What broke (and what we learned)
OAuthProvider prefix matching
Cloudflare's OAuthProvider matches API handler routes using startsWith. We had /mcp and /mcp-admin as routes. Guess which one matched first for /mcp-admin? Renamed to /admin-mcp.
Security hardening broke the pipeline
A security review added JWT auth to every /proxy/* endpoint. Correct move. But 11 files in the React Native app were using raw fetch() without Authorization headers. Everything 401'd. Fix: one workerFetch wrapper that pulls the JWT from tokenService and attaches it to every request.
Atom doubling
The pipeline was running twice per entry — once from the local pipeline trigger, once from a pull-to-refresh race condition. Added an existence check before reprocessing and a deleteAtomsByEntry before writing new atoms to prevent duplicates.
Environment contamination
Local SQLite was using the same filename across environments. Dev atoms showed up in prod. Fix: user-{id}-{env}.db. Same for sync timestamps — scoped to environment in AsyncStorage.
Deepgram voice transcription
Temp tokens use Bearer scheme, not Token. React Native WebSocket supports custom headers via a third constructor argument (unlike browser WebSocket). Lesson: read the manual before writing integration code.
By the numbers
- Before: 6 Docker containers, ~$40/month, 30s cold starts, Redis amnesia
- After: 1 Worker, ~$5/month (Workers Paid plan), sub-50ms cold starts, zero ops
- Pipeline: 5 phases run on-device, Worker handles AI inference only
- Search: Vectorize with per-user namespace isolation
- MCP: Full OAuth 2.1 + 5 user tools + 5 admin tools
- Environments: prod, dev, local — each with its own Worker, KV, and Turso DBs
The team
This was built by one human and two AI agents working in parallel:
- Blair — direction, architecture decisions, merging, prod deploys, UI work
- Lagos (Claude Opus) — backend migration, Worker code, pipeline, Turso, security fixes. Works from the terminal, ships PRs, cannot merge them.
- Hiro (Claude Sonnet) — code review, UI polish, security audit, frontend work on a parallel branch. The one who flagged the auth gap that Lagos then fixed.

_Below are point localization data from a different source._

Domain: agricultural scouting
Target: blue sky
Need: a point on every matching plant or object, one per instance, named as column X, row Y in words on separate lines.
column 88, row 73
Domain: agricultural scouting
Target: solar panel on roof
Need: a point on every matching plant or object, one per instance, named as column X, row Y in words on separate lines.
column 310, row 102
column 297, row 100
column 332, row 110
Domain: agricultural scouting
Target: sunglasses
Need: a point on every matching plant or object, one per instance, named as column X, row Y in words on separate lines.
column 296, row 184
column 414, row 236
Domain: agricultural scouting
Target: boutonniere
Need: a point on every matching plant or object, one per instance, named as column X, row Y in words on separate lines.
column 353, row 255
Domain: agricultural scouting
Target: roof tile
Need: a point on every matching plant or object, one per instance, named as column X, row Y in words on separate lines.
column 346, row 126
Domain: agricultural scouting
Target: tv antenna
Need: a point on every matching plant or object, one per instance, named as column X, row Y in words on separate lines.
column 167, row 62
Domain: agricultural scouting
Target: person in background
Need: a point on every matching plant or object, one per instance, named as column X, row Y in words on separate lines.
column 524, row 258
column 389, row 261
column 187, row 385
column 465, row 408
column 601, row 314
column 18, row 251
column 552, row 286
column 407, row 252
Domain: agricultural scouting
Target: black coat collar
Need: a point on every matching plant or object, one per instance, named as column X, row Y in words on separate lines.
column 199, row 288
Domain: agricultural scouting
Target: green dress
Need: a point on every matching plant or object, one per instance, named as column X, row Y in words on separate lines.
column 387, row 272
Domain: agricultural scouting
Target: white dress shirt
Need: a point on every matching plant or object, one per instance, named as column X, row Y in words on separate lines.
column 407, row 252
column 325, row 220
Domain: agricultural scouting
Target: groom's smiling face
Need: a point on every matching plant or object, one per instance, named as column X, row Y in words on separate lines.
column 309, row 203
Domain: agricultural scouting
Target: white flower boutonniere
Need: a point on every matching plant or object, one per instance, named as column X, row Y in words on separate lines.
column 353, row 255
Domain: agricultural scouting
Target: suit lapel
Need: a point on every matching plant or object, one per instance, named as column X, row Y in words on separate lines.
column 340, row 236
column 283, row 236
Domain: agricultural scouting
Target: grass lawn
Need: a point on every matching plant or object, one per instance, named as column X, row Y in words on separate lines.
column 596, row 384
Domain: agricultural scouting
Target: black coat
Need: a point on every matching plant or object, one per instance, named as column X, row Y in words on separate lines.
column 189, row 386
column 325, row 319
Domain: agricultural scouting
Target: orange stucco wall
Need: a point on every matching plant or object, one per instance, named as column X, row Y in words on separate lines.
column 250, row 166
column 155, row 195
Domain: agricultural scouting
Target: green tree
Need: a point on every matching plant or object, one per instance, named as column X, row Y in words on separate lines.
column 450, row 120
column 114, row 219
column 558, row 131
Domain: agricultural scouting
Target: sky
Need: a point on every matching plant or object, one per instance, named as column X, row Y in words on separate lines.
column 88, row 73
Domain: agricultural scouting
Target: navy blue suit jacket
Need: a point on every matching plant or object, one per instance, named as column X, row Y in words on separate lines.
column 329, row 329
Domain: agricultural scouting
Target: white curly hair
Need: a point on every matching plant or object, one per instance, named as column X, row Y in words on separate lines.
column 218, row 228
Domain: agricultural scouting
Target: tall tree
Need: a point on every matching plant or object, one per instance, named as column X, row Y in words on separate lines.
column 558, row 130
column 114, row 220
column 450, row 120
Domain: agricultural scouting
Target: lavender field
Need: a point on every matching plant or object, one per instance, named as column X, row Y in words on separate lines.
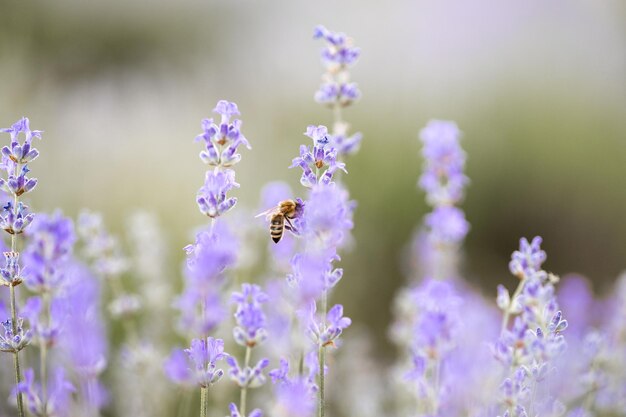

Lagos and Hiro coordinate via a shared Telegram group. Blair merges. That's the whole org chart.
What's next
The backend is dead. Long live the Worker. What's left:
- CI/CD pipeline for automated Worker deploys
- Static site migration (this blog, the landing pages)
- Shut down the Docker Compose stack for good
- Historical figures generation via Durable Object alarms (stashed, coming back)
The goal was always to get to a place where the infrastructure disappears — where adding a feature means writing one function in one file, not wiring up three services. We're there now.